Carol Whitney Britto, virtuoso jazz pianist, died March 16, 2012 in New York City. Born in Cleveland, OH in 1935, she is survived by her children Jeff Britto, Karen Carter, and Eric Britto, her sister Jeanne Casey (Larry), her brother Mike Whitney (Rosemary), grandchildren, and loving nieces, nephews and friends. She was preceded in death by her husband, well-known bass player Bill Britto, and by her sisters Marilyn Whitney and Ilene McCarthy (Larry).
Carol Britto spent twenty years in Toronto before relocating to New York. In New York Carol played all the major clubs - Knickerbocker, Fortune Garden Pavilion, Village Corner, Birdland, Café Gianluca, J's, Zinno, Carnegie Tavern, Hanratty's, the Rainbow Room.

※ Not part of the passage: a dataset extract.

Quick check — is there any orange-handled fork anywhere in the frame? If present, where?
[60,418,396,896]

Britto studied with Oscar Peterson. "Oscar taught me how to be a take-charge pianist," she said. Her forceful energetic technique was often compared to his. With her Trio comprised of bassist Bill Britto, David Young or Michel Donato and drummer Don Vickery she was the long-time favorite at the Lyte's jazz room in Toronto's Royal York Hotel. Holding court at Georges Spaghetti House and Bourbon Street in the seventies and eighties. She was organist for the Toronto Blue Jays. She played at colleges and jazz festivals throughout North America. She was chosen to be an exclusive Baldwin Piano artist.

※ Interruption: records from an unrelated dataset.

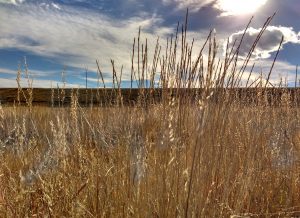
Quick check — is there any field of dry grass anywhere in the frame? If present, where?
[0,12,300,217]
[0,92,300,217]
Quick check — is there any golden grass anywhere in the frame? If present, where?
[0,11,300,217]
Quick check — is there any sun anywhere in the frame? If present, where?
[217,0,268,15]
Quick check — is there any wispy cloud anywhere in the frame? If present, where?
[229,26,300,59]
[162,0,215,12]
[0,3,173,72]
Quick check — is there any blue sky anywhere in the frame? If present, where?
[0,0,300,87]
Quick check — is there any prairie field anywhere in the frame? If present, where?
[0,14,300,217]
[0,89,300,217]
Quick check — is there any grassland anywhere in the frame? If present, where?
[0,13,300,217]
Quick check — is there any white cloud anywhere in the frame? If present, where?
[0,0,25,5]
[0,3,174,71]
[162,0,214,12]
[229,26,300,59]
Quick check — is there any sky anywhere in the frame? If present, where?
[0,0,300,87]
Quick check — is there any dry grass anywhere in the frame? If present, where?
[0,11,300,217]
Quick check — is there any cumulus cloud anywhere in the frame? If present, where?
[225,26,300,59]
[0,3,174,71]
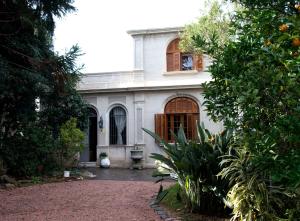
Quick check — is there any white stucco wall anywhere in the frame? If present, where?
[85,88,222,167]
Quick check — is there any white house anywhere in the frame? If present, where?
[78,28,222,167]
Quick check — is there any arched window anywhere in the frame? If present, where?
[109,106,126,145]
[155,97,199,142]
[166,38,203,71]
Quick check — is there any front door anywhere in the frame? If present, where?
[80,108,97,162]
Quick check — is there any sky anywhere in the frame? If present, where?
[54,0,204,73]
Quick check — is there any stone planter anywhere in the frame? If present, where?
[100,157,110,168]
[130,149,144,169]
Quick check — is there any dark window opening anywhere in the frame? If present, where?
[109,107,126,145]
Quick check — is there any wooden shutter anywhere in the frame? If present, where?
[166,38,181,71]
[173,52,181,71]
[187,114,199,140]
[193,55,203,71]
[154,114,167,140]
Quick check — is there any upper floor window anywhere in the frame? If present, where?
[109,106,126,145]
[166,38,203,71]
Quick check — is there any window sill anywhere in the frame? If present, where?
[163,70,199,76]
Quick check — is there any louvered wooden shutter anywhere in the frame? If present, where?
[193,55,203,71]
[167,53,174,71]
[173,52,181,71]
[187,114,199,140]
[166,38,181,71]
[154,114,167,140]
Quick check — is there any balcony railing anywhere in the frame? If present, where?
[77,70,144,91]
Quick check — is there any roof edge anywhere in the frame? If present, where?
[127,27,184,36]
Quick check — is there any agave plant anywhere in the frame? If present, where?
[143,123,232,214]
[219,143,296,221]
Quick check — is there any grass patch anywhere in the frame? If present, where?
[161,183,184,211]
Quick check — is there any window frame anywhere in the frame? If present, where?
[166,38,203,73]
[154,97,200,143]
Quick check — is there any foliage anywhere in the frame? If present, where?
[0,0,87,175]
[59,118,84,166]
[180,1,230,57]
[144,123,232,214]
[99,152,107,158]
[182,0,300,220]
[161,183,185,210]
[0,124,57,177]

Famous in her own right, both solo and as a leader of her Carol Britto Trio, but perhaps best known as an accompanist par excellence. During her career she accompanied most of the legendary names in jazz, including Chet Baker, Benny Carter, Helen Humes, Joe Williams, Major Holley, Zoot Sims, Phoebe Snow, Joe Venuti, Doc Cheatham, Marvin Stamm, Roy Eldridge, Flip Phillips, Bobby Rosengarden, Eddie "Lockjaw" Davis, Gary Mazzaroppi, Milt Jackson, Lance Hayward, Tootsie Bean, and Michael Moore. She played with Percy Faith and his Orchestra. She toured with the Tommy Dorsey Band.
Trumpet player Marvin Stamm said of her, "If a visiting jazzman wants a powerful yet sensitive musical companion at the piano, nobody in the business can equal her." Tenor saxophonist Eddie "Lockjaw" Davis called her "Lady Britto, the Countess Basie of the piano." The great jazz violinist Joe Venuti called her simply, "Mother Jazz."
Britto's albums won her a wider audience and acclaim - "Alone Together" with Flip Phillips and Michael Moore, and "Inner Voices" with Michael Moore, both on the Town Crier label.
Carol Britto's daughter Karen plans a memorial website at CarolBritto.com.